A choir from Blackburn will hold a tribute concert to who is considered to be one of the greatest poets of the Victorian era.

Gerard Manley Hopkins was a poet and Jesuit priest whose literary work has been studied in schools for decades.

This spring, people can experience the poetry at Stonyhurst College in Clitheroe, where Hopkins taught Greek and Latin for several years.

In honour of his influence, Blackburn Chamber Choir, based at Blackburn Cathedral, is performing musical settings of some of Hopkins’ well-loved poems alongside readings of his works and other linked pieces.

Choir director John Robinson said: “The most significant poet to have lived and worked in Lancashire, Hopkins' poetry has inspired some extraordinary music.

“His genius changed the face of English literature for everyone who followed him, inventing as he did a new, unique, associative and rhythmic language which is in itself melodic.

“Read aloud, Hopkins' poetry is unnervingly profound and raw, and so its interaction with music is fascinating.”

The concert will be repeated at Blackburn Cathedral, with a pre-concert talk by the Bishop of Blackburn-designate and current Bishop of Burnley, Rt Rev Philip North.
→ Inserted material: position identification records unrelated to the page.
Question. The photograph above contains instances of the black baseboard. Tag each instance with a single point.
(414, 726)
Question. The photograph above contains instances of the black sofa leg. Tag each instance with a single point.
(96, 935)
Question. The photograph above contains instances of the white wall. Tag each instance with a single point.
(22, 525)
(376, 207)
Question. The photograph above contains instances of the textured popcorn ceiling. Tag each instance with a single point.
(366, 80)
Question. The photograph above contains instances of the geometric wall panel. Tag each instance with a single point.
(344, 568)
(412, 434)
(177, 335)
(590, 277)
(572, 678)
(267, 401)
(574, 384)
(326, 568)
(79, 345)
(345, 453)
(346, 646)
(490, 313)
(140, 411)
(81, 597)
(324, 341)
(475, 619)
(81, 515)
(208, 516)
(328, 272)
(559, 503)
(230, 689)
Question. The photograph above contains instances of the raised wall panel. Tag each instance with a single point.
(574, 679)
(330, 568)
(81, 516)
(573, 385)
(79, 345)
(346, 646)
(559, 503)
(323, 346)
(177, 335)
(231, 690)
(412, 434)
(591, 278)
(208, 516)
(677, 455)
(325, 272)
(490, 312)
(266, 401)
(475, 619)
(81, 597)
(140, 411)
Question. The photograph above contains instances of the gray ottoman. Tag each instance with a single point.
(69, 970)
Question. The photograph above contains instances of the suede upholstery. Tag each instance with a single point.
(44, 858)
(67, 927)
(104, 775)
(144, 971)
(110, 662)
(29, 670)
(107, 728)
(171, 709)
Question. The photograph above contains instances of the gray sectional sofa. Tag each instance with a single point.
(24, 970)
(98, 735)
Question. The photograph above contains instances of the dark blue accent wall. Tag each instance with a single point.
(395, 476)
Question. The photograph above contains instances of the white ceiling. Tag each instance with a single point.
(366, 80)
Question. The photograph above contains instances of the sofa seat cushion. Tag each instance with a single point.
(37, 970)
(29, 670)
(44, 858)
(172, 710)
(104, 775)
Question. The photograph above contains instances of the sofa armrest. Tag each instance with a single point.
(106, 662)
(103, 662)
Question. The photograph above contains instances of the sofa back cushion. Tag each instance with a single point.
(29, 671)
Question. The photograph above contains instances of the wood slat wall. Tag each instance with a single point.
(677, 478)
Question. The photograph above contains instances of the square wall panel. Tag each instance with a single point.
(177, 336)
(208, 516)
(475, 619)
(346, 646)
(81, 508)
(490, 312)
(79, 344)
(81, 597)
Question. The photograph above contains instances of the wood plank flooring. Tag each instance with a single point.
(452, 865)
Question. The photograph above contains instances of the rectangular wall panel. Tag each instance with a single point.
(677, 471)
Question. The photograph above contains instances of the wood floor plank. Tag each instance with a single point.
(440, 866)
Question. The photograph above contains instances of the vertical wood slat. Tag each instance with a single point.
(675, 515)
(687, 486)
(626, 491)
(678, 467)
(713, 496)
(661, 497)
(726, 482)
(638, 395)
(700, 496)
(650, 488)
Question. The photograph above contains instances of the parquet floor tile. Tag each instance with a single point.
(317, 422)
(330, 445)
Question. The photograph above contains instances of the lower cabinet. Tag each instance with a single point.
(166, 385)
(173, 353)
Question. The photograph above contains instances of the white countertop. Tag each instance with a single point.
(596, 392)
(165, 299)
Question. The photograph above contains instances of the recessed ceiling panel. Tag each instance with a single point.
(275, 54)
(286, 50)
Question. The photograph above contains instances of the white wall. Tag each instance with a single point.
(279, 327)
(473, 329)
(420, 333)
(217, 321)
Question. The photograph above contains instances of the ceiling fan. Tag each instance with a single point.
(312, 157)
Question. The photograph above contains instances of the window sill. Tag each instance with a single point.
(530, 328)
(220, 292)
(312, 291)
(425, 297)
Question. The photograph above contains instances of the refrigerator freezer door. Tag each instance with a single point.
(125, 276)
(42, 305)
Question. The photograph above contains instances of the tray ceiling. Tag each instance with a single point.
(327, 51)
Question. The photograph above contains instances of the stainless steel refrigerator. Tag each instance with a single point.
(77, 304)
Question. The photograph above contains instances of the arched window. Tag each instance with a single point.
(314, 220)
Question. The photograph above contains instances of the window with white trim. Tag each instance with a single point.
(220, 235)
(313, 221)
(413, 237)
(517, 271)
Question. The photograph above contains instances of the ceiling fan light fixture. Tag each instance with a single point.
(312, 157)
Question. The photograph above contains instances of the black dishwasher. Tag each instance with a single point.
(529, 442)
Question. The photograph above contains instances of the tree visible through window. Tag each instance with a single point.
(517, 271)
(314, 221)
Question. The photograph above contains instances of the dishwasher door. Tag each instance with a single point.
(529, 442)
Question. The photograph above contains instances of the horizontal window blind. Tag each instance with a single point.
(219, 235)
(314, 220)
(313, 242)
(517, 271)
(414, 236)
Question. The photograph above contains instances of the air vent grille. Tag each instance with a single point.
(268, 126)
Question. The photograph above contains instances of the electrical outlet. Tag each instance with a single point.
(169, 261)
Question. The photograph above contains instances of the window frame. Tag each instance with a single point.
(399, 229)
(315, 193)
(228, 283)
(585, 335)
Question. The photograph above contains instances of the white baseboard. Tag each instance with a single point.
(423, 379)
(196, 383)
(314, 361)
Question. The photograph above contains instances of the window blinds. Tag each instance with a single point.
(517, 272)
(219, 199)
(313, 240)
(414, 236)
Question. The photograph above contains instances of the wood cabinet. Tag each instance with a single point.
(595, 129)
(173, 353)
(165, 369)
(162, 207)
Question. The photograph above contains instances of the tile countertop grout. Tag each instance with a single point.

The events take the name of one of the poems ‘God’s Grandeur’ and are on Saturday, April 1 at Stonyhurst College, and on Wednesday, April 5 at Blackburn Cathedral, both starting at 7.30pm.

Hopkins' first literary promotor, Robert Bridges, who was Poet Laureate, was himself set by a number of significant English composers.

Numerous letters between Hopkins and Bridges about Stonyhurst have survived. The concerts include settings of texts by both poets.

Tickets are £12 for the Stonyhurst College concert and £15 and £10 for the Blackburn Cathedral concert. Children under 18 are free.

Tickets are available at blackburnchamberchoir.org.